Cold Hands, Warm Heart

“So this is where I live.”

They sat on the grass in the park that ran alongside the river. The blanket laid out underneath them was warm from the sun, but the breeze was brisk and necessitated the fleece she wore. Her hair whipped about wildly and she did nothing to restrain it. She enjoyed the freeing feeling of her hair in the wind.

“It’s quite nice. The architecture is certainly interesting,” he said in reference to the bowl-shaped building she’d taken him to along the plaza.

“Haha, yeah. But the acoustics are wonderful for music shows. Hopefully if you’re around you can see firsthand.”

You’re quite nice.”

She turned her head to take him in and smile at his kind words. She said nothing but the curling up at the corners of her mouth was all the response he needed. Turning back to face the sun, she closed her eyes and quietly soaked in the mid-afternoon.   Leaning back, she propped her hands behind her and accidentally brushed her fingers against his and felt them cold to the touch.

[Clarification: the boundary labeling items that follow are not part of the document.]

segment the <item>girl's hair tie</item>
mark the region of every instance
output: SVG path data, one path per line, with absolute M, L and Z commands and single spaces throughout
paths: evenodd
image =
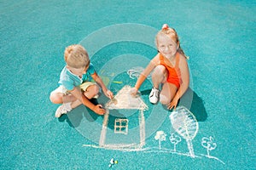
M 164 24 L 162 26 L 162 30 L 167 30 L 169 28 L 167 24 Z

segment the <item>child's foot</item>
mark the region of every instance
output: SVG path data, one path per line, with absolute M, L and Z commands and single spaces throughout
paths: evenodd
M 159 99 L 159 89 L 153 88 L 149 94 L 149 101 L 152 104 L 156 104 Z
M 70 104 L 71 103 L 66 103 L 59 106 L 55 111 L 55 117 L 60 117 L 61 115 L 67 114 L 67 112 L 70 111 L 72 110 Z

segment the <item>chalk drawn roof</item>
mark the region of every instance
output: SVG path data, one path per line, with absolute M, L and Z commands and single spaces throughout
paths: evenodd
M 114 109 L 137 109 L 137 110 L 147 110 L 148 105 L 143 101 L 139 96 L 131 96 L 130 86 L 125 86 L 120 89 L 115 97 L 109 100 L 106 107 L 109 110 Z

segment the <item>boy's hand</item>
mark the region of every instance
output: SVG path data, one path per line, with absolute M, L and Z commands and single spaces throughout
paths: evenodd
M 110 99 L 113 99 L 113 93 L 110 90 L 108 90 L 106 92 L 107 97 L 108 97 Z
M 96 105 L 94 106 L 93 111 L 98 115 L 104 115 L 106 110 L 103 109 L 102 105 Z
M 136 94 L 137 94 L 137 89 L 136 88 L 132 88 L 131 90 L 130 90 L 130 94 L 131 95 L 132 95 L 133 97 L 136 96 Z

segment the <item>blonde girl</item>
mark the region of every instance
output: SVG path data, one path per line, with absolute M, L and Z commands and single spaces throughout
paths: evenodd
M 166 24 L 157 33 L 155 42 L 159 53 L 141 73 L 131 93 L 135 95 L 146 77 L 153 71 L 149 101 L 152 104 L 160 101 L 168 109 L 176 109 L 179 99 L 189 84 L 187 57 L 180 47 L 176 31 Z

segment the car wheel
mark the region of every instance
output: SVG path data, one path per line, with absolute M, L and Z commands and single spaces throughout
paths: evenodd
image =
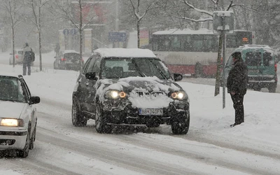
M 171 124 L 172 132 L 174 134 L 186 134 L 190 126 L 190 117 L 183 122 L 174 121 Z
M 29 150 L 32 150 L 34 148 L 35 137 L 36 137 L 36 125 L 34 127 L 34 130 L 33 132 L 32 137 L 30 139 Z
M 28 131 L 24 148 L 22 150 L 20 150 L 18 152 L 19 156 L 20 158 L 27 158 L 28 156 L 28 153 L 29 153 L 29 144 L 30 144 L 30 131 Z
M 88 120 L 80 113 L 80 108 L 78 99 L 73 97 L 72 104 L 72 123 L 75 127 L 84 127 L 87 125 Z
M 96 108 L 95 130 L 98 133 L 109 134 L 112 132 L 112 126 L 104 121 L 104 115 L 101 104 L 97 104 Z
M 146 124 L 148 127 L 157 127 L 160 125 L 160 122 L 157 121 L 153 121 L 153 122 L 148 122 Z

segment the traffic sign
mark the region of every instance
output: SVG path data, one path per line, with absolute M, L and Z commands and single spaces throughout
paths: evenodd
M 63 29 L 63 34 L 64 34 L 64 35 L 68 35 L 68 34 L 69 34 L 69 29 Z
M 125 41 L 127 34 L 125 32 L 109 32 L 108 41 L 111 42 Z
M 78 33 L 78 29 L 73 28 L 70 29 L 70 34 L 76 35 Z

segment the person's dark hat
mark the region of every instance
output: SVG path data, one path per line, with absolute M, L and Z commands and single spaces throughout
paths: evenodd
M 232 53 L 232 57 L 234 57 L 237 59 L 241 59 L 241 52 L 234 52 L 234 53 Z

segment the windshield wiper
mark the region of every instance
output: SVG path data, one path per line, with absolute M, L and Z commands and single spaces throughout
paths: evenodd
M 13 99 L 0 99 L 0 101 L 8 101 L 8 102 L 15 102 L 17 101 L 13 100 Z
M 150 62 L 152 63 L 152 64 L 157 69 L 157 70 L 160 72 L 160 75 L 165 79 L 165 80 L 168 80 L 167 77 L 164 75 L 164 74 L 162 72 L 162 70 L 160 70 L 160 69 L 157 66 L 157 64 L 155 64 L 154 62 L 153 62 L 152 60 L 149 60 Z
M 146 76 L 145 75 L 145 74 L 144 74 L 143 72 L 141 72 L 141 71 L 140 71 L 139 66 L 138 66 L 138 64 L 136 63 L 135 60 L 134 60 L 134 64 L 135 64 L 135 68 L 136 68 L 136 69 L 137 70 L 138 73 L 139 73 L 140 76 L 142 76 L 142 77 Z

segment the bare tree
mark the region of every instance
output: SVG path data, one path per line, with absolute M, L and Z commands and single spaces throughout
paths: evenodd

“Oh! My, your hands are cold.”

He leaned forward and rubbed them together and gave her an apologetic grin. “Sorry, about that.”

“No, it’s all right. Just surprised me is all. Here, let me see them,” and she reached for his offered hands, taking them and placing them on either side of her face, raking his fingers into her warm, dark hair that had been taking in heat from the sun’s rays since they sat down. “Hold them here and see if that helps.” 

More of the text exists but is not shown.